This approach of decontextualizing behaviors often results in referrals to mental health clinics.  Poor children’s seemingly impulsive, “emotionally dysregulated”, hyper-activities are seen as symptoms to be targeted with medications and other psychological interventions.  The medical model myopia of focusing on “what’s wrong?” rather than “what’s happening?” is applied all too often.  Schools frequently identify poor children as “Severely Emotionally Disturbed” (SED), at-risk and in need of treatment, but pay scant attention to the social conditions that are causing the disturbances.

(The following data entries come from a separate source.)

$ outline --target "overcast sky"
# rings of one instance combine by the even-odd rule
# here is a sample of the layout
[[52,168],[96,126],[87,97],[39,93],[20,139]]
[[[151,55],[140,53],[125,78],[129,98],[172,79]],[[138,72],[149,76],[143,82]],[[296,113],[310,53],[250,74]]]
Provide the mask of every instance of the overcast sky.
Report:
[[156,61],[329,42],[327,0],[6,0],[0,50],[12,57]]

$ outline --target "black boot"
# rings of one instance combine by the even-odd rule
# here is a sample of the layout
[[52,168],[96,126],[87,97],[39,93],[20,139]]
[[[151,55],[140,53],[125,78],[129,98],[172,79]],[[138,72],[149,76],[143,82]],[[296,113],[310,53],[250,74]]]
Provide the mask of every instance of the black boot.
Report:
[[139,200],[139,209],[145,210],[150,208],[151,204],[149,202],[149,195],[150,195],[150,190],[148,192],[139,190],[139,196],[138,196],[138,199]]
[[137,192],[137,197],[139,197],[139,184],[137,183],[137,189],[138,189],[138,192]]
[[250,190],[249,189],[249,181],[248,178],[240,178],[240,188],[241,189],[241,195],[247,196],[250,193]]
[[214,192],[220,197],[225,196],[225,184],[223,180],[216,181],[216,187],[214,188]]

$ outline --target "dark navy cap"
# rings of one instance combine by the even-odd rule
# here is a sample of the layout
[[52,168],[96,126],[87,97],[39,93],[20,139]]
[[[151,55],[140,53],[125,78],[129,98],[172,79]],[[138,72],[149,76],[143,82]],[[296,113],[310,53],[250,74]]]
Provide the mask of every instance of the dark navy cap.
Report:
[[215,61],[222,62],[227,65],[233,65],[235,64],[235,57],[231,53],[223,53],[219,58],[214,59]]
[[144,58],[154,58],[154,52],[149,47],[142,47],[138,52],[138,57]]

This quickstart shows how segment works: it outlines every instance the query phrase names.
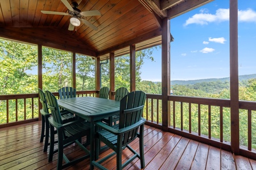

Another troubling aspect of this intersection between poverty and public mental health is the dramatic rise in SSI/disability rates.  Robert Whitaker cites this alarming increase in Anatomy; “”Mental illness is now the leading cause of disability in children, with the mentally ill group comprising 50 percent of the total number of children on the SSI rolls in 2007.”  But what is contributing the most to this upsurge; more illness, more exposure to biological psychiatry or more poverty? In 2010, Patricia Wen (Boston Globe) wrote a series of articles about how many impoverished families have turned to SSI as the “new welfare.”  (SSI Program: A Legacy of Unintended Side Effects).  In her articles, Wen describes how several families sought SSI benefits by taking their children to psychiatrists to assess for disabilities.  (ADHD and bipolar were the most common diagnoses.)  One parent was quoted as saying “to get SSI, the child must be on meds.”  It’s a truly disturbing scenario; low income families seeking to establish a reliable income by getting their child diagnosed and “treated” with powerful, brain altering neuroleptics.  Means-tested entitlements would seem far less toxic and present far less risk to poor children than this potential exposure to psychotropics.

In a broader view, pathologizing poverty may conveniently serve purveyors of the American Dream.  The American Dream narrative instructs us that everyone can succeed in the U.S. through hard work and righteous behaviors.  The darker corollary to this ingrained attitude is that anyone who is poor must be sick, deficient or criminal.  When confronted with the uncomfortable facts of income inequality, many Americans can feel assuaged by believing that it is solely poor people’s fault that they are poor.  However well intentioned, the mental health system can serve to confirm this sanctimonious perception.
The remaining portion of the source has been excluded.